Argumentative Writing (Charlotte Mason)
Free 8th grade argumentative writing (charlotte mason) worksheets. Free printable Charlotte Mason argumentative writing worksheets for 8th grade. Nine weeks of building real arguments — identifying claims, weighing evidence, engaging counterarguments honestly, tuning word choice, revising weak arguments, composing a complete essay, and learning to defend it — through living-book passages, narration, and copywork in the CM tradition.
What's Included
- 5 practice worksheets
- Full answer keys
- Common Core aligned (W.8.1, W.8.4, W.8.5)
- Print-ready PDF format
About Argumentative Writing (Charlotte Mason)
Charlotte Mason treated argument as something close to a moral practice — the discipline of being honest with your own thinking, then engaging fairly with people who see the world differently. That’s the conviction underneath this nine-week program. Your child won’t be drilled on five-paragraph templates or persuasive-essay checklists. They’ll read real arguments by writers who actually believed what they were arguing, learn to take those arguments apart in their own words, and slowly build the habits required to make their own case without lying — to themselves or to anyone else.
The first three weeks lay the foundation. Week 1 starts with passages on conservation and student voice in school governance, asking your child to narrate the argument — not just the facts, but the position the author takes and why. Week 2 turns to evidence: a Woodbury County, Iowa case study on local food alongside a University of Michigan study on tablets in classrooms, teaching the difference between empirical and anecdotal support. Week 3 covers what may be the most-skipped move in eighth-grade writing — reasoning, the “because” that connects evidence to claim. The Cuyahoga River fire is the centerpiece: a country that had the evidence for a hundred years before the reasoning finally arrived.
Engaging the Other Side (Weeks 4-6)
Week 4 is about counterclaims, and it asks something hard: state the opposing view in its strongest form, not the version you can easily knock down. Zoos and screen time give your child two genuinely tense debates to practice on. Week 5 examines structure — why officials in Times Square led with the pedestrian injury data, not the lawn chairs, and how Penn Station’s demolition reorganized the entire argument for historic preservation. Week 6 moves to tone and word choice through a salt marsh that “has never once sent a bill” and a parent’s letter to the school board defending the art program. Same evidence, different language, completely different effect.
Revising, Composing, Defending (Weeks 7-9)

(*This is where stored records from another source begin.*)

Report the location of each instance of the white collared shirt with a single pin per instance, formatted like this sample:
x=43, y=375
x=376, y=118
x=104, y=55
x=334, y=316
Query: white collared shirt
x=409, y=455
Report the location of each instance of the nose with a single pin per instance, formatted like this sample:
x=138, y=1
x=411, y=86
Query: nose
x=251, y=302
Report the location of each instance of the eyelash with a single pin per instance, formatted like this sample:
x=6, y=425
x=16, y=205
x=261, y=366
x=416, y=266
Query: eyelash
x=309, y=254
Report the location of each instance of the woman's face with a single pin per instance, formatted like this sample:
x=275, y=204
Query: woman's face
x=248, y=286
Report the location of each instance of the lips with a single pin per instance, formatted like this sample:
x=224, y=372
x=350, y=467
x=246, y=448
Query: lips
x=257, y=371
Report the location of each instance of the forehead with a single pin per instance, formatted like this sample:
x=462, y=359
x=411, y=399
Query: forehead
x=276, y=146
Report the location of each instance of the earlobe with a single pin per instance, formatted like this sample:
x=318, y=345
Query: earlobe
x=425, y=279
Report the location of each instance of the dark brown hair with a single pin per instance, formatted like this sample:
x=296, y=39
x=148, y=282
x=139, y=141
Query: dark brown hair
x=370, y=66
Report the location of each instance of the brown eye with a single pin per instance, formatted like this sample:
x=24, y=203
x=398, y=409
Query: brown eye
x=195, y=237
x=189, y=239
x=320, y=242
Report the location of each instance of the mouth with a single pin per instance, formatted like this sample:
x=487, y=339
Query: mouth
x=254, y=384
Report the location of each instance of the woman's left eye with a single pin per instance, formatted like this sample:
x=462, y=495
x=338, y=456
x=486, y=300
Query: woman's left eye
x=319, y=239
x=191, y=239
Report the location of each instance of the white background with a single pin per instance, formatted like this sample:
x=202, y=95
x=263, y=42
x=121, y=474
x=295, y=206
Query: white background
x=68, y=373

Week 7 is honest self-assessment. The Riverside Middle School students’ petition to swap vending machines for fresh produce had genuine passion and a real cause — and three weaknesses the principal pointed out gently before sending them back to revise. Your child compares weak and strong drafts of a community garden proposal side by side and learns to spot logical fallacies, unsupported predictions, and dismissive language in their own writing.
Week 8 is composition week. “The Dignity of Work” gives your child a model essay to annotate — a real argument with a real concession — and “At the Writing Table” shows Marisol picking her topic with her mother over two mugs of tea. By the end of the week your child has drafted a complete argumentative essay of their own.
Week 9 closes the unit with polish, defense, and reflection. Barbara Tuchman’s revision method (read aloud, listen for where the breath runs out). Wendell Berry at the lectern when a sixty-year-old farmer pushed back on his argument — and what he did with the question. The capstone asks your child to defend their essay under real questioning, then reflect honestly on what nine weeks has actually built.
Every week includes narration prompts, copywork drawn from the passages, and full answer keys with teaching notes for the adult reading alongside.